Benchmark Notebook for Xarray to zarr on S3

I built a IO Benchmark Notebook to see how fast can we read/write chunked xarray datatsets to zarr on s3 from EC2 in 2025. I would love feedback and suggestions or alternate examples from the experts here!

I am interested in datasets that fit in memory, so my examples is not using dask distributed or coiled and just running on a single host VM (but it could be fun to scale it up).

I looked around for the latest state of the art and decided to try comparing the python backend store of zarr3 with using Rust obstore. I tried this with and without adding gzip compression.

I saved the notebook with the timing results in the gist above.
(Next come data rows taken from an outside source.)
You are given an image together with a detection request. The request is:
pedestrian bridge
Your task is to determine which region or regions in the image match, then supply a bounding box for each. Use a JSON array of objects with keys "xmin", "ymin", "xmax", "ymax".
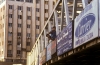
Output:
[{"xmin": 27, "ymin": 0, "xmax": 100, "ymax": 65}]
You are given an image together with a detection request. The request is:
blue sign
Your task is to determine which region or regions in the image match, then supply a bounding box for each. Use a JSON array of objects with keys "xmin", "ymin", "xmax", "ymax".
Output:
[
  {"xmin": 74, "ymin": 0, "xmax": 98, "ymax": 48},
  {"xmin": 57, "ymin": 23, "xmax": 73, "ymax": 55},
  {"xmin": 47, "ymin": 43, "xmax": 51, "ymax": 61}
]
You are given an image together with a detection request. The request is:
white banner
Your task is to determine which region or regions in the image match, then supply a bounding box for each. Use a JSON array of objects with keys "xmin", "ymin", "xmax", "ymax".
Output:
[{"xmin": 74, "ymin": 0, "xmax": 98, "ymax": 48}]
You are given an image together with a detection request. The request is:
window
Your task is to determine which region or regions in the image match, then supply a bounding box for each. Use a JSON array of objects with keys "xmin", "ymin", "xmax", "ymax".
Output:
[
  {"xmin": 36, "ymin": 25, "xmax": 39, "ymax": 29},
  {"xmin": 27, "ymin": 33, "xmax": 31, "ymax": 37},
  {"xmin": 18, "ymin": 24, "xmax": 21, "ymax": 27},
  {"xmin": 18, "ymin": 15, "xmax": 22, "ymax": 19},
  {"xmin": 45, "ymin": 1, "xmax": 48, "ymax": 5},
  {"xmin": 16, "ymin": 0, "xmax": 24, "ymax": 2},
  {"xmin": 36, "ymin": 34, "xmax": 39, "ymax": 38},
  {"xmin": 26, "ymin": 42, "xmax": 30, "ymax": 46},
  {"xmin": 8, "ymin": 41, "xmax": 12, "ymax": 44},
  {"xmin": 8, "ymin": 32, "xmax": 12, "ymax": 36},
  {"xmin": 45, "ymin": 18, "xmax": 48, "ymax": 21},
  {"xmin": 27, "ymin": 16, "xmax": 31, "ymax": 20},
  {"xmin": 36, "ymin": 0, "xmax": 40, "ymax": 3},
  {"xmin": 17, "ymin": 50, "xmax": 21, "ymax": 54},
  {"xmin": 3, "ymin": 15, "xmax": 4, "ymax": 19},
  {"xmin": 36, "ymin": 8, "xmax": 39, "ymax": 12},
  {"xmin": 27, "ymin": 7, "xmax": 31, "ymax": 11},
  {"xmin": 9, "ymin": 14, "xmax": 12, "ymax": 18},
  {"xmin": 3, "ymin": 6, "xmax": 5, "ymax": 10},
  {"xmin": 45, "ymin": 9, "xmax": 48, "ymax": 13},
  {"xmin": 17, "ymin": 42, "xmax": 21, "ymax": 45},
  {"xmin": 9, "ymin": 5, "xmax": 13, "ymax": 9},
  {"xmin": 8, "ymin": 23, "xmax": 12, "ymax": 27},
  {"xmin": 26, "ymin": 0, "xmax": 33, "ymax": 3},
  {"xmin": 17, "ymin": 32, "xmax": 21, "ymax": 36},
  {"xmin": 7, "ymin": 50, "xmax": 12, "ymax": 54},
  {"xmin": 27, "ymin": 24, "xmax": 31, "ymax": 28},
  {"xmin": 36, "ymin": 17, "xmax": 40, "ymax": 21},
  {"xmin": 18, "ymin": 6, "xmax": 22, "ymax": 10}
]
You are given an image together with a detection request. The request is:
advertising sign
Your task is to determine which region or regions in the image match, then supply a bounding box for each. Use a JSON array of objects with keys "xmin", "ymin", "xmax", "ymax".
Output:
[
  {"xmin": 51, "ymin": 40, "xmax": 56, "ymax": 55},
  {"xmin": 39, "ymin": 53, "xmax": 42, "ymax": 65},
  {"xmin": 42, "ymin": 49, "xmax": 46, "ymax": 64},
  {"xmin": 57, "ymin": 22, "xmax": 72, "ymax": 55},
  {"xmin": 74, "ymin": 0, "xmax": 98, "ymax": 48},
  {"xmin": 47, "ymin": 43, "xmax": 51, "ymax": 61},
  {"xmin": 98, "ymin": 0, "xmax": 100, "ymax": 37}
]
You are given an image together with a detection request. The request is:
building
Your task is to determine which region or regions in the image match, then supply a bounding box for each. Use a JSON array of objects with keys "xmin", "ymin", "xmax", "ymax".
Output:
[{"xmin": 0, "ymin": 0, "xmax": 53, "ymax": 62}]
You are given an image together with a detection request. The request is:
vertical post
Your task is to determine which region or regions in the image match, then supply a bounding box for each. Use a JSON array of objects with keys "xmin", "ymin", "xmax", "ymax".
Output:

As you would expect, the fastest write time is for a moderate number of chunks (not too many, not too few). For read and write, the more chunks you have the more difference obstore makes compared with python, but the minimum time for a given dataset size is still going to have fairly large chunks due to the overhead in python. Could we eventually do just as well as obstore with free threaded python (I am using python 3.12 with the GIL)?

A side note: My benchmark example is not a standard geo-grid with numeric coordinates (but I think the IO benchmark is valuable regardless of your coordinate datatype). I am interested in supporting a string/char coordinate for asset_ids. This produces some fairly scary looking warning messages (I want to be able to read the data in javascript - it seems to work okay with https://zarrita.dev/):

UnstableSpecificationWarning: The data type (FixedLengthUTF32(length=1, endianness='little')) does not have a Zarr V3 specification. That means that the representation of arrays saved with this data type may change without warning in a future version of Zarr Python. Arrays stored with this data type may be unreadable by other Zarr libraries. Use this data type at your own risk! Check https://github.com/zarr-developers/zarr-extensions/tree/main/data-types for the status of data type specifications for Zarr V3.
  v3_unstable_dtype_warning(self)

Any advice on how to handle string/char data better in zarr is most welcome!

For anyone who uses tabular data frames to store data that could be stored as a dense array, you can see the difference in the memory footprint at the bottom of the notebook - the multi index of timestamp and asset id is almost 5Gb alone for the tabular data structure that I am planning to replace with xarray/zarr.

Thanks for sharing. A couple quick notes:

1 Like

Just a note that I was able to run this on the Pangeo-EOSC Jupyterhub hitting their S3-compatible MinIO storage, just needed to add an endpoint: Jupyter Notebook Viewer

2 Likes

Is there an existing benchmark with a standard configuration to test against?